By Susan Gately - 09 February, 2018

In a recent catechesis on the Mass, Pope Francis spoke of the importance of having good readers. When the Sacred Scriptures are read in the Church, God himself speaks to his people, he told pilgrims on 31st January. “We must look for good readers!” he said “not those who mutter and nothing is understood. They must be prepared and rehearse before the Mass in order to read well. And this creates a climate of receptive silence.”

According to Fr Danny Murphy, Director of the National Centre of Liturgy in Maynooth, it is easier to be a Eucharistic Minister than a Lector, though both are equally important. “The task of reading is really a bigger task and to do that, they [lectors] do require formation and this realisation that  God is speaking through them, that they are an instrument.”

He advised discernment in the choice of readers, but warned it was not just a question of having confident speakers, or elocution. “They need to have the faith dimension as well,” he told CatholicIreland.

Fr Murphy, who is also Secretary of the Bishops’ Council for Liturgy advised lectors to speak slowly at all times, and after announcing the reading, to pause.  “Then are they reading a piece of poetry or a story? -to be able to capture that as well and if it is a very short text, 3 or 4 lines, they need to go really slowly because we often only start listening to something in the second sentence and we get away with that if it’s a long passage” but  not if it is short.

He advised reverence for the ambo. “The priest must be conscious of what word is spoken at that ambo – are they announcements?

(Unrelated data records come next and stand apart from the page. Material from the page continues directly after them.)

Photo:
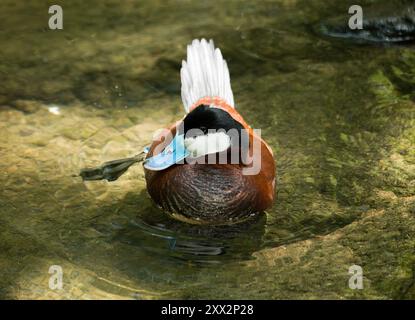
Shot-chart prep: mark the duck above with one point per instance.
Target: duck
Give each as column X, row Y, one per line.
column 210, row 166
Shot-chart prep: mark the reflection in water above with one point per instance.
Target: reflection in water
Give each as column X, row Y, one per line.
column 339, row 118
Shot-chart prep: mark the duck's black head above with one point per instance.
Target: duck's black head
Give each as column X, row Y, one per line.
column 206, row 118
column 210, row 130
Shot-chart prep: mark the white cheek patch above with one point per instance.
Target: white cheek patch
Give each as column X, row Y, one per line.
column 207, row 144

Or is that space reserved for the Word of God or is it used for any sort of old thing?” he asked. The person singing the psalm or reading the intentions is also a Minister of the Word, he explained.

The Word is a real presence of Christ, said Fr Murphy. It is “God speaking to God’s people”. Readers need to “realise they are really important”  but they also need support and formation coming from their dioceses.  “Ideally dioceses are sponsoring or sending people [to courses] with a view that when they come back they will have some role in facilitating courses [for others].”

The National Centre of Liturgy in Maynooth has been in operation since 1973 helping in this area. “Each diocese needs a certain team of people that can go and do the work on the ground but they need to tap into the fuller picture of what it [Scripture] is about and go home confident that they are being supported in their ministry,” he said.

Referring to the training that occurs in the Church of Ireland where both ministers and lay readers are intensely trained in reading the Word of God,  Fr Murphy asked  “Did we have that training? In parishes do we realise that we have to put the time in, or that other members of the parish who have the skill to train people, are put in place to do this.”